7 Nodes? OSD Issue

Andrew Sutton

New Member
Jan 7, 2016
17
0
1
50
Hi,

The theoretical limit is 32 nodes for a CEPH HA cluster.

We have 7 nodes, and our OSD setting is 2 minimum, 3 maximum.

We can't add additional OSD drives beyond 7 nodes, but we can have more nodes.

What are we doing wrong?

Is this, in fact, 'wrong'?

Thanks.
 
when you are referring to 32-node theoretical limit you are talking Proxmox-Cluster limit of 32, right ?
As referenced here:
https://pve.proxmox.com/wiki/Proxmox_VE_4.x_Cluster
A Proxmox VE Cluster consists of several nodes (up to 32 physical nodes, probably more, dependent on network latency).
That sounds like a suggestion tho. Not sure whether this really means latency or actually bandwith. AFAIK its about Corosync limitations.

You do have 7 Proxmox nodes with pveceph running.
They do have configs ranging from 2 OSD to 3 OSD. so less then 21 OSD's ??

We can't add additional OSD drives beyond 7 nodes, but we can have more nodes.
Is that a error you are encountering ?

What are we doing wrong?

Is this, in fact, 'wrong'?


What is the error message you are receiving ? "how" are you adding those osd drives ?


For reference, our (work) biggest Proxmox/Ceph cluster we have in production right now is
30 Nodes spread over 3 Datacenters with 8 nvme (Samsung 950's) OSD and 48 HDD OSD each.

We in fact have not tested beyond 30 Nodes tho, as we have had no need for it yet.
 
Last edited:
In order:

Yes.
Yes.
Yes. 14 OSDs.
We can add OSD drives however they cannot be used as shared storage because of the limit of 7 monitors in Ceph.
We do not use SSDs, fwiw.

The issue isn't we can't have more OSDs, it's we can't shared storage for HA because each of the first 7 nodes requires a monitor per node.

Make sense?
 
it's we can't shared storage for HA because each of the first 7 nodes requires a monitor per node.
Make sense?

It doesn't.
I assume when you are talking "shared storage" you mean a pool that has been added to Proxmox -> Datacenter -> Storage

You do not need a Monitor per Node that hosts OSD. In fact you can have a single Node with a mon and no OSD's and all OSD's on non Mon nodes.

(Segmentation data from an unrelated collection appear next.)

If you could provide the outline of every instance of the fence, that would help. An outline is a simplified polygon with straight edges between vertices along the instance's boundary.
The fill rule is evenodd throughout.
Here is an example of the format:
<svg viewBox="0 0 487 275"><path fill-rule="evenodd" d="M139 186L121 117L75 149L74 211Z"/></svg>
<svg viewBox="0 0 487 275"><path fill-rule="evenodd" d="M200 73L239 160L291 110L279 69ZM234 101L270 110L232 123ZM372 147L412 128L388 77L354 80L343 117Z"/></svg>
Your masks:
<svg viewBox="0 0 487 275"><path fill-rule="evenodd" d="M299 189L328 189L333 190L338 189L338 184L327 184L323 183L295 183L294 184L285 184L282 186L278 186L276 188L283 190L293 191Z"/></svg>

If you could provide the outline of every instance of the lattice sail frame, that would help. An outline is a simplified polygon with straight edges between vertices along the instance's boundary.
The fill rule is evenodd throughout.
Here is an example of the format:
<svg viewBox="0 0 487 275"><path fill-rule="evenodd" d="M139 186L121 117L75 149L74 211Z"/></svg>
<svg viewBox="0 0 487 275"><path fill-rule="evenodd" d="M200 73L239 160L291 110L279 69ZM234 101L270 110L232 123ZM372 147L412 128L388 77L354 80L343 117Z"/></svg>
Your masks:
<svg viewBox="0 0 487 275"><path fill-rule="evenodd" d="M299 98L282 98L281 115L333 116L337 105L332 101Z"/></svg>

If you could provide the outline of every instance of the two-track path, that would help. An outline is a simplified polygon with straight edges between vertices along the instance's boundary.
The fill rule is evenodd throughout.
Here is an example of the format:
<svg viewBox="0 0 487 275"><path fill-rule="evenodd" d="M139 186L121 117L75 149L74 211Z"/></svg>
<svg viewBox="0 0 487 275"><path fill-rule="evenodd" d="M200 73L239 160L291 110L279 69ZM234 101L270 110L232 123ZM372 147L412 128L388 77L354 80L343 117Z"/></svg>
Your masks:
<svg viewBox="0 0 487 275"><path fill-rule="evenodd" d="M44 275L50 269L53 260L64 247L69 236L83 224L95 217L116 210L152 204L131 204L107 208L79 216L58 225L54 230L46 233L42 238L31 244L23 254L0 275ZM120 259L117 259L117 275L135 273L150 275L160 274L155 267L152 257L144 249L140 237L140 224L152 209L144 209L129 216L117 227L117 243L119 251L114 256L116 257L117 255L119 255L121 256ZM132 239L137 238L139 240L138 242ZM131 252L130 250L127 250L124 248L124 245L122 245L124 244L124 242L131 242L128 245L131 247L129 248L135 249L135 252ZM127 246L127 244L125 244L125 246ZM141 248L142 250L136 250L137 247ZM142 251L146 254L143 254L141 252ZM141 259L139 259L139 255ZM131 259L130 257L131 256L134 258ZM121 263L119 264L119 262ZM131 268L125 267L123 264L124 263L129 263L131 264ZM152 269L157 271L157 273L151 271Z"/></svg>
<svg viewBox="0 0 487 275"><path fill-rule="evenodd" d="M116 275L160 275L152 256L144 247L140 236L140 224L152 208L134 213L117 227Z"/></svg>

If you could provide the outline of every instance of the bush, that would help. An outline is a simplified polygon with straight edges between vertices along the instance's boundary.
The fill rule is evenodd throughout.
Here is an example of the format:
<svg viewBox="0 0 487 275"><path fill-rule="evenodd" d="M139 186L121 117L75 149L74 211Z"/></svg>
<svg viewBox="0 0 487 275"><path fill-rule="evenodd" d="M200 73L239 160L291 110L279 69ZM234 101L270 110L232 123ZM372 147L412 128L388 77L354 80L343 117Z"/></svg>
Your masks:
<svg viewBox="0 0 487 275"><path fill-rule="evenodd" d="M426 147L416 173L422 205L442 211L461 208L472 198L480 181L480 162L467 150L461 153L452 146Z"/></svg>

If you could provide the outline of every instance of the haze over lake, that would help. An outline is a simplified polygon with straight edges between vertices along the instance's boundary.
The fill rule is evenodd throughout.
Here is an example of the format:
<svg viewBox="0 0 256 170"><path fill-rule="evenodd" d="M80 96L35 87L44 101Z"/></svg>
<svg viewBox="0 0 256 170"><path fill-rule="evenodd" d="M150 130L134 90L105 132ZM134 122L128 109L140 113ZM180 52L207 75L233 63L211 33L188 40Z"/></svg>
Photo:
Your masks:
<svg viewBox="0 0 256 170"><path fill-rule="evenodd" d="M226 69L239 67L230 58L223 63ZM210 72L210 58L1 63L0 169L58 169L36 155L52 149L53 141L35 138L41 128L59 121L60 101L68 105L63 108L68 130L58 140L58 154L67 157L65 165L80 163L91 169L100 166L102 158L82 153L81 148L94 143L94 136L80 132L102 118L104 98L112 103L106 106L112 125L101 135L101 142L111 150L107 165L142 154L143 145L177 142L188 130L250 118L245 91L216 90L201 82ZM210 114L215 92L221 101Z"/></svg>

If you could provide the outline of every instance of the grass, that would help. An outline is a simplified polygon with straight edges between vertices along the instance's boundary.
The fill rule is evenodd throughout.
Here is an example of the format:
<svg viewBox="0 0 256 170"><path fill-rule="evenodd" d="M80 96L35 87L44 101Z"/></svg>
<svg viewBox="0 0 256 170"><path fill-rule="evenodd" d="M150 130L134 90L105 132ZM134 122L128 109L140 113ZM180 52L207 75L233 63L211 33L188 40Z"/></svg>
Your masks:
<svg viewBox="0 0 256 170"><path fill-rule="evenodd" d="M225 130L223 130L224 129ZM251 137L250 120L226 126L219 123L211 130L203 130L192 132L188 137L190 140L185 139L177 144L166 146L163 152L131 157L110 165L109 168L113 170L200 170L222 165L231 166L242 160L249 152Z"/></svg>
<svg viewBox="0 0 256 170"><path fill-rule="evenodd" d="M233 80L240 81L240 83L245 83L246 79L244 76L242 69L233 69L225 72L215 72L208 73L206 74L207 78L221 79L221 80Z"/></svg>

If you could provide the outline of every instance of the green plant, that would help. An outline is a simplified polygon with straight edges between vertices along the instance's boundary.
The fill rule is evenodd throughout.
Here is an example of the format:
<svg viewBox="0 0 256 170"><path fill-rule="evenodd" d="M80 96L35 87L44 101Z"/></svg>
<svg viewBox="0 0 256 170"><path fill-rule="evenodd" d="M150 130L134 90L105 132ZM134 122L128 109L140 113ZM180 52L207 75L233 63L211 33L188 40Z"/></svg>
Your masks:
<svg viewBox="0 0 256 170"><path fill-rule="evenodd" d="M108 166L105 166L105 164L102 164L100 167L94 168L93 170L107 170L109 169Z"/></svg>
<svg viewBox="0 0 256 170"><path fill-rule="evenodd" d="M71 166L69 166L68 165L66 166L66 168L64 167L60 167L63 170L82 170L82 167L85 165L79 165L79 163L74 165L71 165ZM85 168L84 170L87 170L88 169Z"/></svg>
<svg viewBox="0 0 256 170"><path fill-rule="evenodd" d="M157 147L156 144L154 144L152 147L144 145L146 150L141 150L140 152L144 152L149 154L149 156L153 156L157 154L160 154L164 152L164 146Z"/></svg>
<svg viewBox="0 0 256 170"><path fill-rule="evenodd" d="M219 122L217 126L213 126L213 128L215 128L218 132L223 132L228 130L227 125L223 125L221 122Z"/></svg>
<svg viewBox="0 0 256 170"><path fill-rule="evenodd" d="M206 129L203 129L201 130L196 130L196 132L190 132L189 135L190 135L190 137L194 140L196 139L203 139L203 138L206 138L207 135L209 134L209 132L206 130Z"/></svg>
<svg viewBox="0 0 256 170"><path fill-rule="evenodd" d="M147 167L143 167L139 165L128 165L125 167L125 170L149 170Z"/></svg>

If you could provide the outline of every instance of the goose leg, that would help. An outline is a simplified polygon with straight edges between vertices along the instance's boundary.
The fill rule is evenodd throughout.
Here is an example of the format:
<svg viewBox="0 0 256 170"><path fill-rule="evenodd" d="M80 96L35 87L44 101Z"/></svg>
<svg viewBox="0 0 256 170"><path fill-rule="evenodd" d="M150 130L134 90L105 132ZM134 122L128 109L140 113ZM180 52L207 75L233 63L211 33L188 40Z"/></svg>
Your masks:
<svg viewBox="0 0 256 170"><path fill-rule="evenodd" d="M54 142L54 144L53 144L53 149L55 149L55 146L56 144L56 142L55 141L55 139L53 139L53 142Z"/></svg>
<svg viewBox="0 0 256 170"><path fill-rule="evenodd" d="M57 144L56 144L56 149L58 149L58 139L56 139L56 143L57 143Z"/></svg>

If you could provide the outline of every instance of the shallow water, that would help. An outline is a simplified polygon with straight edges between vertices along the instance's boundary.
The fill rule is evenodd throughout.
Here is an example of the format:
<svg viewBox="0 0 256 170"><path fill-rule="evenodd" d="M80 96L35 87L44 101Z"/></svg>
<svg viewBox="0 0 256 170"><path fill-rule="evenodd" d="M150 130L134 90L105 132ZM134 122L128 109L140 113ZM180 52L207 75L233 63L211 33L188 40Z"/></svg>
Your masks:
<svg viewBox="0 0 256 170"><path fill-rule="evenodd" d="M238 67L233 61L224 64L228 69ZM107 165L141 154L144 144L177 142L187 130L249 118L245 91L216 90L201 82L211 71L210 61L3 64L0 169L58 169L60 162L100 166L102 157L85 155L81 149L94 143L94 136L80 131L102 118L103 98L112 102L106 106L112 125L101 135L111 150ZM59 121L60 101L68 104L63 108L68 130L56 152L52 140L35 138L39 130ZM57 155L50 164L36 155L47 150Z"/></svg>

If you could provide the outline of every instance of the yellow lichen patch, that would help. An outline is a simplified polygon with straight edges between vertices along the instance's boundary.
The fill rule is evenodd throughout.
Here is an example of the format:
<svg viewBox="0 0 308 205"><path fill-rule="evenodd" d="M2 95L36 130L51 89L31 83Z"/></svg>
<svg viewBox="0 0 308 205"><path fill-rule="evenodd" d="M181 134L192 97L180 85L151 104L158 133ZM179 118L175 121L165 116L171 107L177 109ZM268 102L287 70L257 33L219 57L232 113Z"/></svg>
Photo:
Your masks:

Not sure where you are hitting this "limitation", can you give a step by step process-example ?
 
Right but that isn't the problem. :)

He was having issues setting up more than 7 nodes due to a misconfiguration of monitors, now fixed.
 
limited around 32nodes because of corosync

That reads like a suggestion in the wiki and on corosync web-resources tho. It seems to be tied to the latency that 32 nodes generate on your network, which apparently can be "configured" to allow for higher latencies and by implication more nodes.

To bad i do not have some additional 20-ish non production nodes floating around, i'd really like to test this.
 
He was having issues setting up more than 7 nodes due to a misconfiguration of monitors, now fixed.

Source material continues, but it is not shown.